The folding rule (or 3-stage trendline) pattern is a simple forex strategy used on many currency pairs, and it is also suitable for all time frames.
When trading Forex, you often have to wait for the moment of a trend reversal, but it is very difficult to determine when this will happen. Using the folding rule pattern, you can enter the market at the initial stages of a trend reversal.
To open a short position on this pattern, you must:
1) Draw a trend line (T1) of newly formed lows.
2) After the formation of the impulse, it is necessary to draw a second trend line (T2) at the bases of the recently formed troughs. If during the correction the price did not reach the trend line (T1), you need to add a third line T3.

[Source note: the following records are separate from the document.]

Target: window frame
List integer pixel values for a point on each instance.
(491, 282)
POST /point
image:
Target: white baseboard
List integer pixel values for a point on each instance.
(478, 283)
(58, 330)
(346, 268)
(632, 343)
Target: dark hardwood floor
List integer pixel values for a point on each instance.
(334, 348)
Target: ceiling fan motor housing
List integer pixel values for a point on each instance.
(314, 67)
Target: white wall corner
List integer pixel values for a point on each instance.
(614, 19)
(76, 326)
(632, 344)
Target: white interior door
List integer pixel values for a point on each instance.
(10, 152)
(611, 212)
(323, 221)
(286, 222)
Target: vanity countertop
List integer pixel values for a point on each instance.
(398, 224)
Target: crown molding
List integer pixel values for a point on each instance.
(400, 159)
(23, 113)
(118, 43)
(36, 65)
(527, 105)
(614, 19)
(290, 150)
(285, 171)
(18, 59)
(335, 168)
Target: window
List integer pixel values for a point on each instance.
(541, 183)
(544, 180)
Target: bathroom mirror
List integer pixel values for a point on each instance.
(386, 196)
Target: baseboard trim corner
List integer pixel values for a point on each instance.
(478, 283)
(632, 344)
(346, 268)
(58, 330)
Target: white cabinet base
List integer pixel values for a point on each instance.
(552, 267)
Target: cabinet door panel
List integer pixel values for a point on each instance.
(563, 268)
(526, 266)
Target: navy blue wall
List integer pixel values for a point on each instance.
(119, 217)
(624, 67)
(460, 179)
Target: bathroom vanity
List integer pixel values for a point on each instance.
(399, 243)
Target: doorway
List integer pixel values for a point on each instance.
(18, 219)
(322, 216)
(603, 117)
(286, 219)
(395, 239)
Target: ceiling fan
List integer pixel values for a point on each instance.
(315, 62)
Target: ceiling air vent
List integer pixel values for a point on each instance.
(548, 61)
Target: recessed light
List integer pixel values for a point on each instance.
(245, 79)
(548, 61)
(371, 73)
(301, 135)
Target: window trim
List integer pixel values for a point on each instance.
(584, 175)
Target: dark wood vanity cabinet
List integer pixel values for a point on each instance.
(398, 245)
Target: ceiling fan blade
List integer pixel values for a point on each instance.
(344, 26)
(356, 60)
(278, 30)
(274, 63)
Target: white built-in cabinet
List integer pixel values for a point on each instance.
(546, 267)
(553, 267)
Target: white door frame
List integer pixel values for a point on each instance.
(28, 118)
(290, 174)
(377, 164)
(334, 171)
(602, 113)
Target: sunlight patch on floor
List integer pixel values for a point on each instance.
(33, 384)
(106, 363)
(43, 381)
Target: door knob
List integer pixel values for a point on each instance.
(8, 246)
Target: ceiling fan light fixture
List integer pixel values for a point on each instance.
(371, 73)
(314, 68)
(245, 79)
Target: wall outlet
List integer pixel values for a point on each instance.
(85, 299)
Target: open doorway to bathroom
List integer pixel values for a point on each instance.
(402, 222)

3) The third line must be built when the line picks up speed.
Market entry points:
You should open a position when the price has broken the T3 trend line and the candlestick closes below the line. Place a stop – order must be above the maximum (top of the upward movement). Profit should be taken when the first trend line T1 is reached.
Conditions for opening a long position:
1) Build a T1 trend line based on recent highs.
2) After accelerating the trend, draw the second trendline T2.
3) After the next price impulse, draw another T3 trend line.
Entry point upon purchase:
We execute a buy trade when the price has broken the T3 trend line and closed above it. We place a stop loss order below the local minimum, and fix the profit when the price reaches the first trend line.